Сидда шлепнула себя по лбу:

— Совсем позабыла, что ты не только художник по костюмам, но и бродячий проповедник и психоаналитик в одном лице. Как это выскользнуло у меня из памяти, преподобный доктор Конен?

Уэйд поставил стакан.

Мэй откашлялась.

Сидда перевела взгляд с Уэйда на Мэй.

— Этот визит имеет какую-то цель, или я ошибаюсь?

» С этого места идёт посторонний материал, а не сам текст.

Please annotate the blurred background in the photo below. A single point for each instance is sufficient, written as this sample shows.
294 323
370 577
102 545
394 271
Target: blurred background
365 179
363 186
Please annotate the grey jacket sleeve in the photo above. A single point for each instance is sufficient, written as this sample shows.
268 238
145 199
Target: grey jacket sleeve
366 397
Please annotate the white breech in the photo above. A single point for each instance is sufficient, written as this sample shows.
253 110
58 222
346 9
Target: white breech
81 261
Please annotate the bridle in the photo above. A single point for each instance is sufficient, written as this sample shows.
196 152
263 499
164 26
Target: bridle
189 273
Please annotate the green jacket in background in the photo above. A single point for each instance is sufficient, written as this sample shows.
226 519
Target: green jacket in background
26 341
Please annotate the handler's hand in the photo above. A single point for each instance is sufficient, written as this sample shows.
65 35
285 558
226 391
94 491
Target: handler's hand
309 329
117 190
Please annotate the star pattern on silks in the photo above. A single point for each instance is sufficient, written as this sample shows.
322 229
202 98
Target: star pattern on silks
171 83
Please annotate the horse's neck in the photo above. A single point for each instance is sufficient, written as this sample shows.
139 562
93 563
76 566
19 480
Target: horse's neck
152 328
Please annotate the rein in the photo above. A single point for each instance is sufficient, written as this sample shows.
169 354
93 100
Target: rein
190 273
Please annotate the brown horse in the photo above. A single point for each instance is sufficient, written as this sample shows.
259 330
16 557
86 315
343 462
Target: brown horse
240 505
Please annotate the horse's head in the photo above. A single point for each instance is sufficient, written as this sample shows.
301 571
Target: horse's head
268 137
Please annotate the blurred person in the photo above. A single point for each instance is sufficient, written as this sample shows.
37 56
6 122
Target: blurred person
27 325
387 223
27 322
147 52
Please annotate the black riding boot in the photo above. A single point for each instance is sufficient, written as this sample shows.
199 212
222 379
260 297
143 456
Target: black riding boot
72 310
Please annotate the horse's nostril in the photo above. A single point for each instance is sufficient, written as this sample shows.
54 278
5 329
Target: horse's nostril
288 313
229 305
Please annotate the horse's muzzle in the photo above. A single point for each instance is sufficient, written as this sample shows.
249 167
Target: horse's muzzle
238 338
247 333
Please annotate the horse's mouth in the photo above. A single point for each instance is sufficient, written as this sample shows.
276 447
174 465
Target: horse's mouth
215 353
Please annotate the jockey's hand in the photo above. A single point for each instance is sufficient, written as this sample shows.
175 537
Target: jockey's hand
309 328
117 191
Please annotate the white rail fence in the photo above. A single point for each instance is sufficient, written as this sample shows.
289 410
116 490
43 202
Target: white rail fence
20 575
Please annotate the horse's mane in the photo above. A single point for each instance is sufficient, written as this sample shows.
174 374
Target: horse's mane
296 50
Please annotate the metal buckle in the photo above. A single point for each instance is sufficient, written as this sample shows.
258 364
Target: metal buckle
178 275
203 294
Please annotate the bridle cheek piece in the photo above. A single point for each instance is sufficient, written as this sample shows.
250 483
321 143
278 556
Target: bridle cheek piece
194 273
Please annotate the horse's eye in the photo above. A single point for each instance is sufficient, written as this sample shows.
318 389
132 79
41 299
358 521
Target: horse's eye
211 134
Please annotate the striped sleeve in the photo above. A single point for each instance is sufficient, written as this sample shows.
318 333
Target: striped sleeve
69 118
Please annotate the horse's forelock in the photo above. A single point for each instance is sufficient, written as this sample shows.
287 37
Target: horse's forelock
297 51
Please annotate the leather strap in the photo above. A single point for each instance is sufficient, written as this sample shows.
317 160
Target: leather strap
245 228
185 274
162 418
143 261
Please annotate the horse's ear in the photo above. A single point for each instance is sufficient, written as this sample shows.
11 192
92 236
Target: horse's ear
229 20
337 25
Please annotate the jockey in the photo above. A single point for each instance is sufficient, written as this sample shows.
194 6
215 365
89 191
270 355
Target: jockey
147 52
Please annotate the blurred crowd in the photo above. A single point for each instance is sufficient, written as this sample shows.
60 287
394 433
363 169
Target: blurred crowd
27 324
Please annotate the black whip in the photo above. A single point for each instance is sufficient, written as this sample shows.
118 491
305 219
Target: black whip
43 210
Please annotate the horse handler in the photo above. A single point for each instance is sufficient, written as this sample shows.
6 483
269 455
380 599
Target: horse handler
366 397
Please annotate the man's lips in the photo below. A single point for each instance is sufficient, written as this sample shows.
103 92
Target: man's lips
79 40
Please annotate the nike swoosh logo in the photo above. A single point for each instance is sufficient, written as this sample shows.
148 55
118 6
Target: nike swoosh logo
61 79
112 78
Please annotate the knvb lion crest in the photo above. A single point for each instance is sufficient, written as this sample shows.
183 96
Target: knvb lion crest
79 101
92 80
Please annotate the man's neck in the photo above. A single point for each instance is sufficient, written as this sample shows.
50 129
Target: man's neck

— Нет, — тихо ответила Мэй и, немного подумав, пояснила: — Знаешь, когда люди вместе… им становится намного легче. Чувствуешь, что мир вовсе не так безумен, как кажется.

— Вроде того, когда видишь в зале пару, действительно умеющую вальсировать, — поддакнул Уэйд. — Не можешь дождаться, пока смолкнет музыка, чтобы подбежать и поздравить их.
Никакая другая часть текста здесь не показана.